И в Санчо Пансо живёт Дон-Кихот
"Я хоть и ем хлеб в страхе, но все-таки наедаюсь досыта, и это для меня главное - все равно чем, морковью или куропатками, лишь бы наесться", - заявляет Санчо, возвратившись после незадачливого губернаторства к своему господину.В этой фразе обнаженно сформулирована вся сущность бездуховного мирового мещанства, часто играющего в духовность. Понятие "наесться" - этот идеал так называемого "мещанина" - не следует понимать только физиологически. Современный мещанин, в отличие от Санчо, может быть подтянутым, стройным, с натренированными греблей и теннисом мышцами, избегать слишком жирной пищи, чреватой холестерином, и тем не менее главным для него остается хищный инстинкт "наесться" - наесться личным благополучием, плотскими наслаждениями, детективными кинофильмами и книжонками и, наконец, властью над себе подобными - лишь бы досыта. Опасность для человечества состоит в том, что границы этого «досыта» слишком неопределенны и что аппетит приходит во время съедания ближних. Но современный мещанин ловко скрывает свой аппетит под ханжеской маской диетика. Простодушие Санчо, только иногда обороняющееся лукавством, уже доказывает его моральное преимущество перед современными мещанами. Не будем забывать и того, что Санчо постоянно находится в борьбе с животным инстинктом самосохранения и мужественно преодолевает его, а если даже и спорит с "рыцарем печального образа", про себя называя его сумасшедшим, то имеете с тем необыкновенно предан ему и, может быть в чем-то грустно завидуя, помогает искать несуществующую и тем более прекрасную Дульсинею. По-крестьянски смекалисто ориентируясь в реалиях жизни, Санчо не может стать таким же идеалистом, как Дон-Кихот, но разве не самый высокий идеалист - человек, наделенный безобманным видением и, несмотря на это, ставший честнейшим оруженосцем обманывающегося благородства?
И Санчо Пансо не более ли рыцарь, чем сам "рыцарь печального образа"?
Итак, есть ли Дон-Кихот в Санчо Пансо?
Этот вопрос, возникавший во мне и раньше, снова властно прорезался при прочтении книги Е. Винокурова "Метафоры".
"- Я против вселенского зла негодую! - Ну что ж, я плачевный предвижу исход...- В трактире тщедушную шею худую из панциря вытянул Дон-Кихот... Сидим и беседуем: так, мол, и так-то. Мы друг против друга, вопрос на вопрос. - Да разве же можно идти против факта? - А что - против совести разве попрешь?" С кем ведет спор герой Винокурова? Ответ дан давно: "С кем протекли его боренья? С самим собой, с самим собой..." И думаю, что во многих из нас живут и Дон-Кихот, и Санчо Пансо, и, хотя доминанта может принадлежать то первому, то второму, это двуединство гиперболизированных противоположностей и определяет изначальную человеческую сущность.
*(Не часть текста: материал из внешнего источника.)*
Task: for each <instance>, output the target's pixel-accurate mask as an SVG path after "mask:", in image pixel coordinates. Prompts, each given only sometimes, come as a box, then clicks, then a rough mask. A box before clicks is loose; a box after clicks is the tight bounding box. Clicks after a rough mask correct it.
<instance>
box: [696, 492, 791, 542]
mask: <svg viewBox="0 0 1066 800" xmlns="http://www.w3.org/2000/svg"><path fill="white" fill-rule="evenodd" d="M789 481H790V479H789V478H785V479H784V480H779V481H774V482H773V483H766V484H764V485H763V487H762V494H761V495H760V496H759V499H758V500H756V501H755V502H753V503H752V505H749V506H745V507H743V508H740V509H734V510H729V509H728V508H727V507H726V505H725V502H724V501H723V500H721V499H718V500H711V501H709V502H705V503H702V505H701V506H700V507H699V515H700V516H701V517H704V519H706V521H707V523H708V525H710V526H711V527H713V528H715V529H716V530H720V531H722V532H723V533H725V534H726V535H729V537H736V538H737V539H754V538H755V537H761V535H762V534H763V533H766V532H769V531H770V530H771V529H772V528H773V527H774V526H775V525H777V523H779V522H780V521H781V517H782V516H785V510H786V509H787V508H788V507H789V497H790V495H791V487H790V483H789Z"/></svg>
Ранний Винокуров сразу вошел в поэзию со своей неповторимой интонацией, где дотошное знание армейского быта и стансовая мечтательная возвышенность сочетались взаимодоверчиво и противоречиво. Однако поэт недолго носил на ушанке со споротой звездочкой ярлычок "поэт военной темы". Война вообще не может быть темой, а лишь жизненным опытом, в результате которого способно родиться его нравственное осмысление, то есть тема. Дым войны не сразу, но постепенно развеивался, и в нем с иной, чем раньше, отчетливостью проступали лица людей, лицо времени, собственное лицо. Или - не проступали.
Свое лицо мы добываем
с бою,
Страшимся мы, как видно,
неспроста
Быть, как икринки,
схожи меж собою.
Оказалось, что на войне в чем-то было проще, хотя думалось, что победа сразу разрешит все сложности. Мир, сужавшийся в бою до линзы артиллерийского прицела, внезапно расширился, ошарашил, а потом снова сузился, верней, сгустился "какой-то незнакомо оробелый, в дрожащей капле у конца пера, безмолвной ночью, над бумагой белой".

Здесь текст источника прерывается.